Comme samedi, première journée de discussions, les délégations politiques calédoniennes -indépendantistes et non indépendantistes- réunies autour de l’État au Ministère des Outre-mer, ont prolongé les discussions jusqu’au bout de la nuit, à 1h du matin ce lundi.
En début de soirée, dimanche, les représentants de l’État, dont la ministre des Outre-mer Naïma Moutchou, se sont même effacés afin de permettre aux délégations calédoniennes de parler entre elles. « Ça ne fonctionnait pas avec l’État » concède un participant aux discussions.
Finalement, le retrait de l’État aurait permis d’avancer sur des sujets sensibles, politiques et institutionnels.
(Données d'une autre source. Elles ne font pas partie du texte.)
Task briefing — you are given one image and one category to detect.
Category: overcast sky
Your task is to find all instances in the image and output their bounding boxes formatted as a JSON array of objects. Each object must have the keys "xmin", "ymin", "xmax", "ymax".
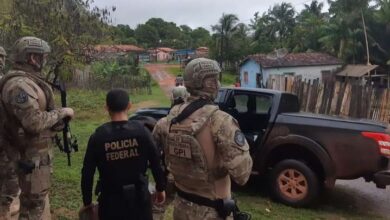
[{"xmin": 90, "ymin": 0, "xmax": 326, "ymax": 30}]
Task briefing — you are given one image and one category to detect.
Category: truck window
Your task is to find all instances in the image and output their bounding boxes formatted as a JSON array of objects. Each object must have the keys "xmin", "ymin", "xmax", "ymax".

Reste la partie financière, « toujours bloquante » selon nos informations, qui reste à conclure avant une hypothétique signature d’un accord complémentaire à Bougival, dans la journée à l’Élysée.
Contacté par la rédaction, un participant aux négociations assure aussi que le projet d’accord qui a fuité dans la presse ne correspond plus à la dernière version du texte. Celle-ci doit encore faire l’objet d’une relecture et être complétée par la partie économique, car les délégations calédoniennes plaident pour un accord global.